C’est cette même logique qui a conduit Phytocontrol Group a racheter il y a un an un laboratoire près de Barcelone. « Historiquement, l’Espagne est le premier pays que nous avons ouvert. C’est pour cela que nous avons fait cette acquisition, afin d’y asseoir un peu plus notre positionnement. Nous avons aussi des implantations commerciales à Madrid et Alicante. » Au-delà de la péninsule ibérique, le groupe nîmois dispose également d’agences en Italie, au Maroc, au Royaume-Uni, et en Belgique auxquelles s’ajoute « une présence plus embryonnaire » en Irlande. « Nous allons aussi ouvrir une structure commerciale en Pologne dans les prochaines semaines », ajoute Jessy Favari.

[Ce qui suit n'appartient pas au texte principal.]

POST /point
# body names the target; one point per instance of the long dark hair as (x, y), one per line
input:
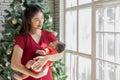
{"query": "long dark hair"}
(27, 15)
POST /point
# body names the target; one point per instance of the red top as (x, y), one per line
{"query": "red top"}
(29, 46)
(49, 63)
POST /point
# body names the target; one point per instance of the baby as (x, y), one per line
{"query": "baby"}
(53, 48)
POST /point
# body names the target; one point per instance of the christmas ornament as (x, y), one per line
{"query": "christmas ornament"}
(14, 21)
(8, 52)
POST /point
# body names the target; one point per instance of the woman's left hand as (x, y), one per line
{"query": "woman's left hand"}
(40, 62)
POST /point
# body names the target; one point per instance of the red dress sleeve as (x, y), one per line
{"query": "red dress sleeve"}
(52, 37)
(20, 41)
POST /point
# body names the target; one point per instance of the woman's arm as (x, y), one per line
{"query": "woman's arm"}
(16, 63)
(42, 60)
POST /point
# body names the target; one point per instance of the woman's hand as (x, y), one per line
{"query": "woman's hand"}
(40, 62)
(44, 73)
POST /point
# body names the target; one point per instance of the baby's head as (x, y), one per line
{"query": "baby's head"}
(59, 46)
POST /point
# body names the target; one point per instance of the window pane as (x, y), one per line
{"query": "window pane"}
(105, 19)
(71, 66)
(99, 46)
(85, 31)
(84, 69)
(67, 65)
(84, 1)
(71, 3)
(106, 71)
(71, 34)
(109, 47)
(117, 48)
(117, 19)
(99, 20)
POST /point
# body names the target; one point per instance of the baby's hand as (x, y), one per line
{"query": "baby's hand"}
(41, 52)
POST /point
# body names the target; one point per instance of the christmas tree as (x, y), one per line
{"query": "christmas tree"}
(11, 26)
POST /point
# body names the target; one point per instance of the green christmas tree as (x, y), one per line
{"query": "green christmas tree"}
(11, 25)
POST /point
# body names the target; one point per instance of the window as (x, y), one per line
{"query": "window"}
(92, 37)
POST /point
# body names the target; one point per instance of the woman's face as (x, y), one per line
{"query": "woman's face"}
(37, 21)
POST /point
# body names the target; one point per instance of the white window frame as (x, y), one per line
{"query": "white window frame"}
(94, 6)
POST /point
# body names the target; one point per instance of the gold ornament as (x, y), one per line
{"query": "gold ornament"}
(8, 52)
(14, 21)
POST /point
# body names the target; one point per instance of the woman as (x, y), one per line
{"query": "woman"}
(30, 39)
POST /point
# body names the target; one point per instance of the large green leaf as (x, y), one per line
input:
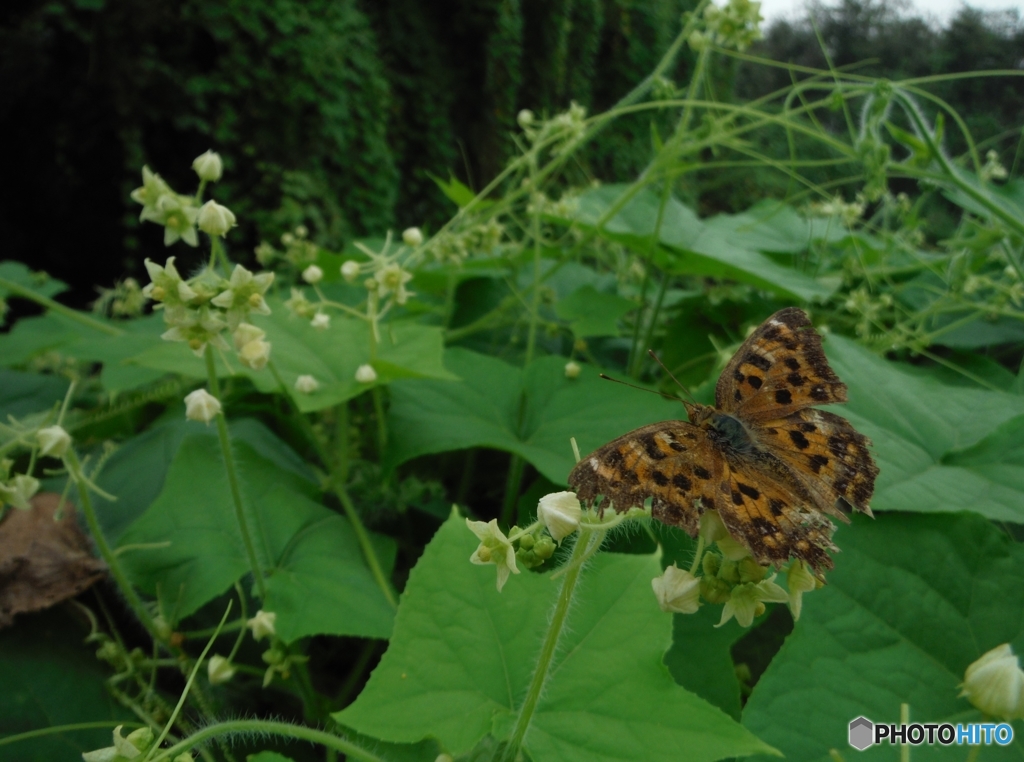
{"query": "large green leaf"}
(331, 356)
(723, 249)
(939, 448)
(911, 602)
(531, 413)
(51, 677)
(318, 582)
(462, 658)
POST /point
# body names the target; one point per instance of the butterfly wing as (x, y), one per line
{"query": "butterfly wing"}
(827, 455)
(780, 369)
(673, 463)
(774, 519)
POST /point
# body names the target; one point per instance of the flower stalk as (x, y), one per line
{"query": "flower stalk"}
(232, 477)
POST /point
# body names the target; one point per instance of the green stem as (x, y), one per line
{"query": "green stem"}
(585, 542)
(284, 729)
(512, 484)
(337, 483)
(232, 476)
(55, 306)
(368, 549)
(134, 602)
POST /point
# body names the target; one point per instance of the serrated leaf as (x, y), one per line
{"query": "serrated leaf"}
(932, 439)
(688, 246)
(592, 312)
(911, 602)
(317, 580)
(484, 410)
(462, 657)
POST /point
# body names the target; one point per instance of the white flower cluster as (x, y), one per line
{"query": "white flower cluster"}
(179, 214)
(200, 309)
(737, 25)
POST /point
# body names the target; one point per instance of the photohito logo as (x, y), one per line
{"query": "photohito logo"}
(864, 733)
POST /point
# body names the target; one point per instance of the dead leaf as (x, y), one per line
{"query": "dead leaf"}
(42, 561)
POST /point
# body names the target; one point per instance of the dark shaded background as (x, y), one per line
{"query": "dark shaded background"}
(335, 113)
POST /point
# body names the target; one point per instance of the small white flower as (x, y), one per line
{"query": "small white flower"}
(366, 374)
(494, 548)
(560, 513)
(208, 166)
(995, 684)
(312, 274)
(53, 440)
(202, 406)
(677, 591)
(219, 670)
(215, 219)
(255, 354)
(412, 237)
(748, 600)
(306, 384)
(799, 580)
(262, 624)
(350, 270)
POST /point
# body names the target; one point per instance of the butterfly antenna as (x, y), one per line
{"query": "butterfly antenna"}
(641, 388)
(671, 375)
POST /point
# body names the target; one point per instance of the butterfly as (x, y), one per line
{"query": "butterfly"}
(771, 465)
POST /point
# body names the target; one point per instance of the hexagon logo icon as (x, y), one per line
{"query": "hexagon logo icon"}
(861, 733)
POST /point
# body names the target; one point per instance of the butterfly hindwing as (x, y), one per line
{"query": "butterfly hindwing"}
(673, 463)
(780, 369)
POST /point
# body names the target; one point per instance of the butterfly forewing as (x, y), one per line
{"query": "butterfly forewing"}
(780, 369)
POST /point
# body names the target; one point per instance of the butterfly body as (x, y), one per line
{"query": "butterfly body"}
(771, 465)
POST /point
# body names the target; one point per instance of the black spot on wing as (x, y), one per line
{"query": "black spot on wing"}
(757, 361)
(751, 492)
(799, 439)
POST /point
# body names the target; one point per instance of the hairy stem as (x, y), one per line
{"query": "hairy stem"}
(586, 543)
(232, 477)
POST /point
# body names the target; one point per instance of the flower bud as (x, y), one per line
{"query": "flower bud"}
(366, 374)
(412, 237)
(995, 684)
(350, 270)
(219, 670)
(312, 274)
(208, 166)
(53, 440)
(262, 624)
(560, 513)
(255, 354)
(215, 219)
(677, 591)
(202, 406)
(306, 384)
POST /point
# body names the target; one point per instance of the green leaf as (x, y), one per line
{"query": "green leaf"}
(50, 677)
(454, 191)
(23, 393)
(332, 356)
(939, 448)
(911, 602)
(462, 658)
(690, 246)
(592, 312)
(317, 583)
(41, 283)
(484, 410)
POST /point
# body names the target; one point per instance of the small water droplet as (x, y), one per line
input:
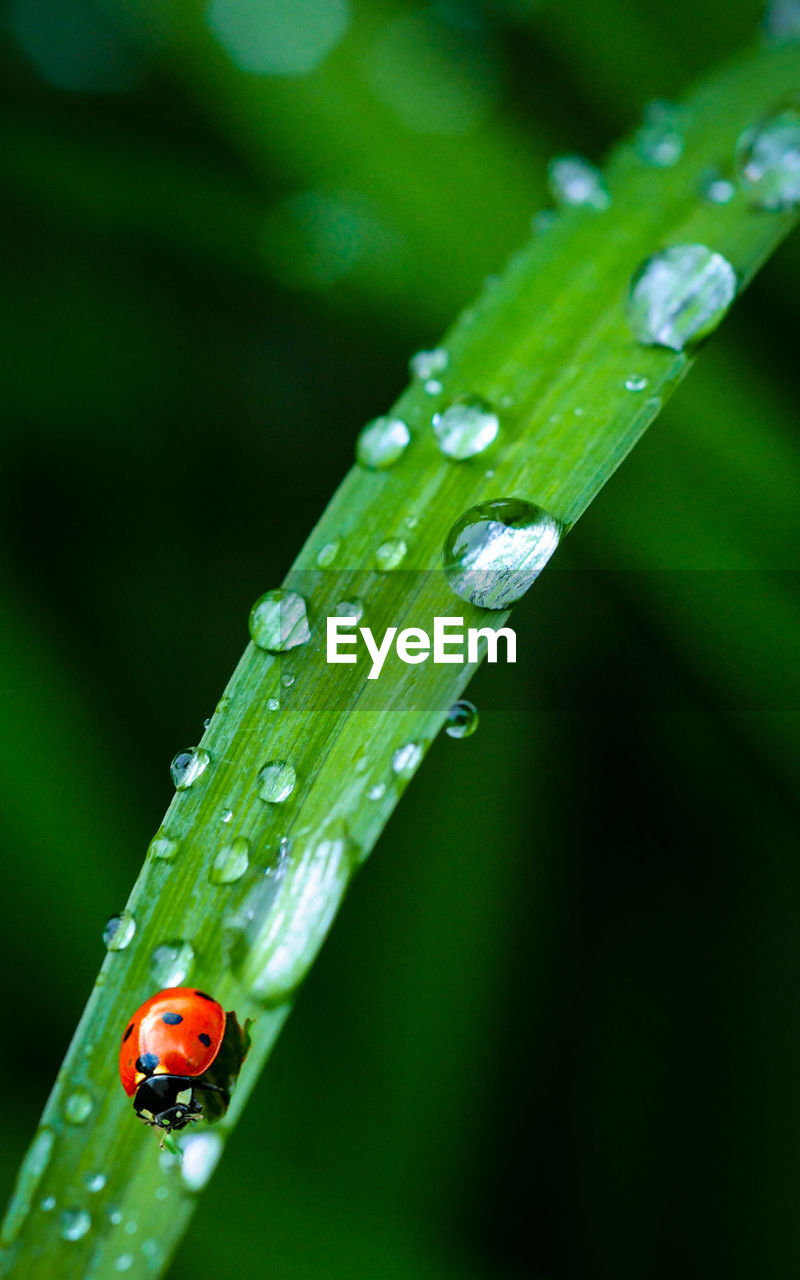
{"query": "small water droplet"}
(466, 428)
(231, 862)
(119, 931)
(406, 759)
(497, 549)
(768, 161)
(328, 553)
(278, 621)
(277, 781)
(350, 609)
(428, 364)
(163, 848)
(201, 1152)
(170, 963)
(461, 720)
(74, 1224)
(78, 1106)
(572, 181)
(659, 140)
(188, 766)
(382, 443)
(391, 554)
(680, 295)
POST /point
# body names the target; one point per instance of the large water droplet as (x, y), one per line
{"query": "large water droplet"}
(78, 1106)
(188, 766)
(382, 443)
(278, 621)
(170, 963)
(466, 428)
(659, 140)
(201, 1152)
(277, 781)
(231, 862)
(461, 720)
(574, 181)
(391, 554)
(496, 551)
(119, 931)
(406, 759)
(768, 160)
(74, 1224)
(680, 295)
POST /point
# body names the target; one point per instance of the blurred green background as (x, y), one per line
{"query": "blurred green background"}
(554, 1031)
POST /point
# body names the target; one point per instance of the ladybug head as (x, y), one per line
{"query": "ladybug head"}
(167, 1101)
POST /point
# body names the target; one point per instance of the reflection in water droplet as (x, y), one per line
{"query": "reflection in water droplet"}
(328, 553)
(278, 621)
(659, 140)
(382, 443)
(170, 963)
(466, 428)
(461, 720)
(74, 1224)
(680, 295)
(496, 551)
(391, 554)
(119, 931)
(406, 759)
(572, 181)
(231, 862)
(277, 781)
(78, 1106)
(768, 161)
(188, 766)
(201, 1152)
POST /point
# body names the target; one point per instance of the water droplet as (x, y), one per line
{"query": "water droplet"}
(572, 181)
(231, 862)
(466, 428)
(382, 443)
(716, 190)
(74, 1224)
(496, 551)
(278, 621)
(170, 963)
(277, 781)
(406, 759)
(680, 295)
(163, 848)
(428, 364)
(201, 1152)
(461, 720)
(768, 161)
(328, 553)
(188, 766)
(350, 609)
(119, 931)
(659, 140)
(78, 1106)
(391, 554)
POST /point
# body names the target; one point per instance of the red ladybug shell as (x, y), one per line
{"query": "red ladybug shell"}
(177, 1032)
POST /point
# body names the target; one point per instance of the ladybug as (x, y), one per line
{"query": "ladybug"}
(179, 1056)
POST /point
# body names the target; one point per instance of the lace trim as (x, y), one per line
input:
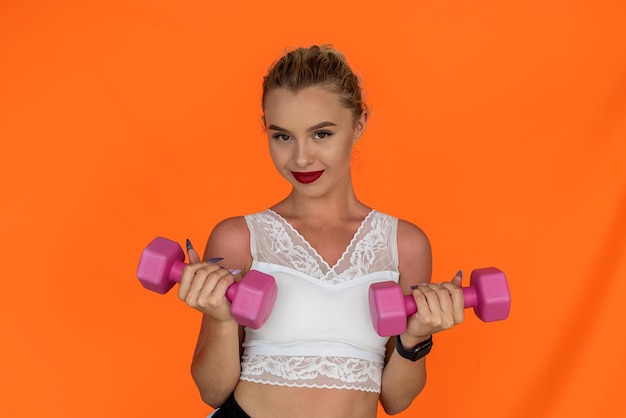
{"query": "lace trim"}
(313, 372)
(280, 243)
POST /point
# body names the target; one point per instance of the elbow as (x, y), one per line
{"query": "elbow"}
(397, 404)
(395, 408)
(212, 401)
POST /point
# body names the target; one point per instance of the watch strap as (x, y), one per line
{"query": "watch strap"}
(415, 353)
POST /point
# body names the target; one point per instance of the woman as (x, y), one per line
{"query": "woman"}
(317, 355)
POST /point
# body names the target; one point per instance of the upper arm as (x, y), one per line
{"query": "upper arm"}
(230, 239)
(414, 255)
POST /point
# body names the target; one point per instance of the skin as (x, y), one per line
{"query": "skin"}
(311, 131)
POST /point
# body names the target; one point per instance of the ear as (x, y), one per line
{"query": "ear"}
(359, 126)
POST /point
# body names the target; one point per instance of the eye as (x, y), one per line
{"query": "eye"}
(322, 134)
(281, 137)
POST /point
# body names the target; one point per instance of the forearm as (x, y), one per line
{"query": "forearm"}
(402, 379)
(216, 364)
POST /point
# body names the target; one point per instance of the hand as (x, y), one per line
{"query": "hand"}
(439, 307)
(203, 286)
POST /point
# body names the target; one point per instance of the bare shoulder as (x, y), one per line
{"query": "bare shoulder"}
(230, 239)
(414, 255)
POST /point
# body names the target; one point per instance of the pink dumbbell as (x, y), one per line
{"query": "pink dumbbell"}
(252, 299)
(488, 293)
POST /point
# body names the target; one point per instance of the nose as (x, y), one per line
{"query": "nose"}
(303, 154)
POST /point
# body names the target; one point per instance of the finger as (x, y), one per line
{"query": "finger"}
(458, 301)
(186, 280)
(192, 253)
(458, 279)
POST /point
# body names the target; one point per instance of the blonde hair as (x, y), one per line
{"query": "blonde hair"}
(316, 66)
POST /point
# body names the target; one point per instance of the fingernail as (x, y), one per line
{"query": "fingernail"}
(415, 286)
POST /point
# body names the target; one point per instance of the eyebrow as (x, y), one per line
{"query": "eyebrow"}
(312, 128)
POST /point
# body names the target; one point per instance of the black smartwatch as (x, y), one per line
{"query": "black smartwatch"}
(416, 352)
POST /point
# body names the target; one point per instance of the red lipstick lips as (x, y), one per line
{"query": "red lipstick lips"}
(308, 177)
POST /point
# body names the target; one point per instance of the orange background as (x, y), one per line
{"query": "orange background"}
(498, 127)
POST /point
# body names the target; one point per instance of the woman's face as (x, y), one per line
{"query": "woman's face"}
(311, 135)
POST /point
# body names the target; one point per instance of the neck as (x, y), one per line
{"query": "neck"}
(340, 204)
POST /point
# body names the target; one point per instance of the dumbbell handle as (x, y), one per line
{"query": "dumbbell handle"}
(176, 273)
(470, 300)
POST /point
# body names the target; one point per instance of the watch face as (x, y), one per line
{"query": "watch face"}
(416, 352)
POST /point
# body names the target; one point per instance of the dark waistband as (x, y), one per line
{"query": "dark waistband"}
(231, 409)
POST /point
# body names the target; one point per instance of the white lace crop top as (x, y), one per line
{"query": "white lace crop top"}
(319, 334)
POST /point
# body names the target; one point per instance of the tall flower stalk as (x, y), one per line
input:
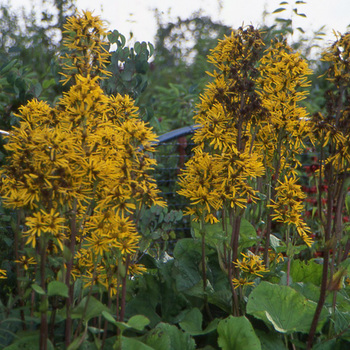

Cette stratégie de développement à l’international se double d’une volonté forte de se doter de moyens techniques plus performants. Le groupe qui couvre un vaste terrain d’analyses, « du champ à l’assiette », recourt aujourd’hui à un réseau de laboratoires partenaires pour la détection de certains contaminants. « Vis-à-vis de nos clients, détaille Jessy Favari, nous voulons être un acteur global de la sécurité sanitaire et nous couvrons aujourd’hui plus de 80 % du spectre d’analyse. Le reste demande des moyens matériels très spécialisés. Nous préférons pour l’instant nous appuyer sur des laboratoires extérieurs qui ont cette expertise et ces équipements. Cependant notre stratégie à cinq ans est d’être en capacité de maîtriser la totalité du spectre au niveau européen. » Une ambition qui suppose « une politique d’investissements très forte. Sachant que certaines machines coûtent jusqu’à 350 K€, cela nécessite un prévisionnel précis et ambitieux ! Mais la qualité de nos équipements fait aussi partie, en même temps que la qualité de nos ingénieurs, de notre expertise et de notre valeur ajoutée. Nous préparons d’ailleurs avant la fin de l’année l’arrivée d’innovations de rupture qui permettront d’aller beaucoup plus loin que ce qui se fait déjà aujourd’hui », confirme-t-il.

Si l’agroalimentaire et l’eau de consommation restent son cœur de métier, le secrétaire général voit émerger, en périphérie, d’autres sujets. « Notamment l’authenticité, c’est-à-dire la fraude alimentaire. Il s’agit par exemple de garantir à un client que le thé qu’il consomme vient précisément de telle région du monde. Cette de- mande est de plus en plus forte ». Un constat fait lors de la première édition du colloque international Food Risk, organisé par le groupe Phytocontrol, à Nîmes, fin janvier sur le thème du risque alimentaire et de l’authenticité. Une nouvelle édition est en préparation pour juin prochain, toujours à Nîmes. D’autres thématiques comme l’analyse compositionnelle (vitamines, nutriments) ou le packaging, « avec les contaminations croisées dues aux microplastiques » sont également en progression.

Phytocontrol, qui a recruté 90 personnes l’an dernier, devrait encore accroître ses effectifs cette année. Difficile cependant pour le groupe de trouver des personnes qualifiées dans ses métiers. Pour pallier cet écueil, Mikaël Bresson s’est attelé depuis quelques années à la création à Nîmes d’un BTS des métiers de la chimie dont le groupe est partenaire. Une deuxième promotion devrait faire sa rentrée en septembre. Preuve que « notre capital humain est aussi important que notre projet de développement technologique », assure Jessy Favari.